Following the DC/TMD protocol, TMJ DJD is inferred when there is a history of TMJ sounds with jaw movement/function and TMJ crepitus on palpation during jaw movements. However, adjunctive imaging is needed to render a definitive diagnosis as symptom history and physical examination by themselves generally have inadequate diagnostic validity for intra-articular conditions [2]. Cone-beam computed tomography (CBCT) is particularly useful for TMJ imaging due to its superior accuracy for the three-dimensional assessment of hard tissues/bone [16, 17]. Hilgenberg-Sydney et al. reviewed the diagnostic validity of CBCT and concluded that it provided good images for evaluating DJD progression over time but should not be employed as a screening tool for individuals with healthy joints [18]. In a recent systematic review, Wu et al. examined the association between TMD symptoms/signs and bony changes on CBCT images in patients with TMJ DJD [19]. Only nine studies were available and all had modest sample sizes (varying from 30 to 198 patients) with a total of 697 subjects. TMJ sounds and pain were reported to have the strongest relation to various CBCT findings. Additionally, they suggested that patients with primary muscle pain should not be routinely prescribed CBCT. Given the limited studies detailing both symptoms and signs, the relatively small sample sizes of earlier work, as well as the infrequent use of standardized assessment/diagnostic protocols, further research involving larger patient samples and based on the DC/TMD is warranted.

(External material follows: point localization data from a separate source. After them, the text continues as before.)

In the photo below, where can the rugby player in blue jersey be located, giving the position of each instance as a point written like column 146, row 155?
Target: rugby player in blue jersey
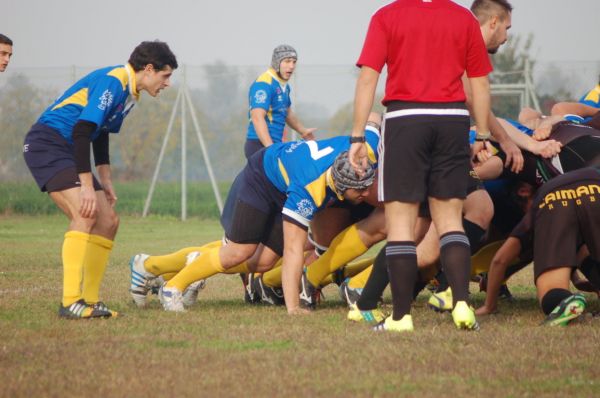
column 268, row 210
column 5, row 52
column 270, row 103
column 57, row 152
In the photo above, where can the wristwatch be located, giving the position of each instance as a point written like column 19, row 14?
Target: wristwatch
column 354, row 139
column 483, row 137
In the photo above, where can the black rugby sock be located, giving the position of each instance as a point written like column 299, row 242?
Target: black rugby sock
column 591, row 269
column 474, row 233
column 455, row 256
column 402, row 268
column 553, row 298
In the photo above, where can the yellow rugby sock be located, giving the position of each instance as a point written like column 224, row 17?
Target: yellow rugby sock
column 346, row 246
column 359, row 280
column 272, row 278
column 204, row 266
column 174, row 262
column 168, row 276
column 96, row 258
column 356, row 267
column 73, row 255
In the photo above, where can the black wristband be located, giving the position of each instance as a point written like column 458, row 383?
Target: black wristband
column 354, row 140
column 100, row 147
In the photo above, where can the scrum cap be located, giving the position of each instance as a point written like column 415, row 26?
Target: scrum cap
column 344, row 176
column 280, row 53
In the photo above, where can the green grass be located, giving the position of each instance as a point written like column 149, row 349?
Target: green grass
column 224, row 347
column 25, row 198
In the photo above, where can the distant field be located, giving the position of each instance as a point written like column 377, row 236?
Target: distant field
column 25, row 198
column 223, row 347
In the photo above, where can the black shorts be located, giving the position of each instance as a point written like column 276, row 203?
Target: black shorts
column 424, row 151
column 562, row 225
column 474, row 183
column 251, row 147
column 252, row 212
column 51, row 160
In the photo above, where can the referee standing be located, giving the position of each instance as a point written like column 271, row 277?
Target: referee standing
column 427, row 45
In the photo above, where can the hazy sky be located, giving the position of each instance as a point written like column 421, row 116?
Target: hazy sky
column 243, row 32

With the aforesaid premises, the objective of this study was to investigate the relationships between CBCT findings, clinical symptoms, and signs in a large sample of TMD patients with TMJ DJD. More specifically it compared the type of TMD symptoms/signs in individuals with no, early, and late TMJ DJD, and determined the agreement between TMD symptoms and signs. The research hypotheses were: (a) substantial variances in the prevalence of TMD symptoms/signs exist among participants with no, early, and late TMJ osseous changes, and (b) the agreement between patient-reported symptoms and clinician-established signs is moderately good.